Нет, он, Антон Карзанов, не даст Ватуеву повода для злорадства. Ослабив петлю галстука и засунув руки в карманы брюк, он смотрел в окно. Толпа заметно поредела. Антон взглянул на большие вокзальные часы. Прямо под ними он увидел девушку, которая растерянно осматривалась, видимо не зная, к какому поезду ей следует бежать. Она была в старой вязаной кофте, черная, тоже старенькая юбка не прикрывала грязных коленей, а стоптанные туфли еще хранили следы свежей огородной земли. Антон сразу узнал ее и, высунувшись из окна, крикнул:

— Катя! Я здесь! Я здесь, Катя!

Он бросился к дверям, толкнув высокого, узкоплечего пассажира, близоруко рассматривавшего цифры у двери соседнего купе, и выпрыгнул на платформу. Катя бежала ему навстречу. И вдруг остановилась, вытянув перед собой руку с пыльными цветами, вероятно сорванными у дороги, хотя на даче у Дубравиных был великолепный цветник. Антон взял цветы, сказал «Спасибо!» и опустил руку: васильки и ромашки беспомощно свесили свои головки. Он смотрел на девушку с восхищением, точно видел впервые. Катя показалась ему не просто привлекательной — это он знал давно, — а очень красивой: густые темные волосы обрамляли выпуклый чистый лоб и милое лицо с прямым коротковатым носом. Ее обычно бледные, немного впалые щеки разрумянились, черные глаза блестели. Антон проговорил растерянно:

— Ты пришла, Катя?

Она кивнула серьезно, словно ее присутствие требовало подтверждения. Потом спросила:

— Почему ты не сообщил, что уезжаешь?





— Я думал, ты прячешься от меня.

— Я вовсе не пряталась от тебя, — возразила она.
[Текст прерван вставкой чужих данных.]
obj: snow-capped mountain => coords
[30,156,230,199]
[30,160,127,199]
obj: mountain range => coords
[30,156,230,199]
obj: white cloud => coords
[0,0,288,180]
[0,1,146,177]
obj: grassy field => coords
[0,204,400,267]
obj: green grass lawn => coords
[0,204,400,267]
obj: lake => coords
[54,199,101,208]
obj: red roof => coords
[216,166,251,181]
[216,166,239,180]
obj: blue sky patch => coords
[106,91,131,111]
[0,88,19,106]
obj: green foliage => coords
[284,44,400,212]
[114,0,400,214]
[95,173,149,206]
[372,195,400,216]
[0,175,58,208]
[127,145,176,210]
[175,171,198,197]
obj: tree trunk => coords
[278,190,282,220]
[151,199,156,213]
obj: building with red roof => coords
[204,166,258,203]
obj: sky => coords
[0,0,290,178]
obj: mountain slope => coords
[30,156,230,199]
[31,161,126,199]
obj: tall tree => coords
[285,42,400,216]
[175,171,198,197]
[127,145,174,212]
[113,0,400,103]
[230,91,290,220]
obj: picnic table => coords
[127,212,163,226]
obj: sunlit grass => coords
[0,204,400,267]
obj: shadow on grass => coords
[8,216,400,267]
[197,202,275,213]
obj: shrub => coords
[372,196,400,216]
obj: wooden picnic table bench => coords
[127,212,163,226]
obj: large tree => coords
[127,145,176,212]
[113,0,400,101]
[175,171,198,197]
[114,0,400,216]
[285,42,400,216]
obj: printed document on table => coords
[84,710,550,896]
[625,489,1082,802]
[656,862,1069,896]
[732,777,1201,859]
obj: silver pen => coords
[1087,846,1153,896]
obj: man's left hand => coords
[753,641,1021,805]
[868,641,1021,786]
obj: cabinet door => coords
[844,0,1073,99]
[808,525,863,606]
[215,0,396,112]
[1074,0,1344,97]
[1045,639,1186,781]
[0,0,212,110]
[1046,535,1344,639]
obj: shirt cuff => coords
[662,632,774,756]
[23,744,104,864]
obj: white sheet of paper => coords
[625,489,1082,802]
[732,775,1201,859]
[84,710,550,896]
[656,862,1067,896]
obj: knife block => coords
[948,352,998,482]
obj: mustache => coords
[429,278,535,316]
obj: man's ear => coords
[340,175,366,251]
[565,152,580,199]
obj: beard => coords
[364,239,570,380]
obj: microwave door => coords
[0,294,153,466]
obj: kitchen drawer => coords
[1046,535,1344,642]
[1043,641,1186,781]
— После того вечера я много раз звонил тебе, — быстро заговорил Антон. — Утром звонил, и днем звонил, и вечером. И все попадал либо на Феклу, либо на твоего отца, либо на Юлию Викторовну. Я звонил и на следующий день — и тоже утром, днем и вечером, но ты не подходила к телефону. А на третий день к телефону уже никто не подходил. И на четвертый, и на пятый, и на шестой день…

— Мы уехали на дачу, — тихо отозвалась Катя.

— Я так и подумал, — сказал он и с усмешкой добавил: — Чтобы избавиться от нахала, который звонит и молчит, когда снимают трубку. Звонит и молчит. У вас догадались, что это я звоню?

Она опять кивнула и улыбнулась.

— Все догадались. Фекла жалела тебя и старалась, чтобы к телефону подошла я. Но папа брал трубку раньше.

— Он все еще зол на меня?

— Да, — она глубоко вздохнула. — Очень.

— Но я же не хотел ничего плохого… Просто у меня так получилось.

— Получилось дурно…

— И тебя я не хотел ставить перед таким выбором.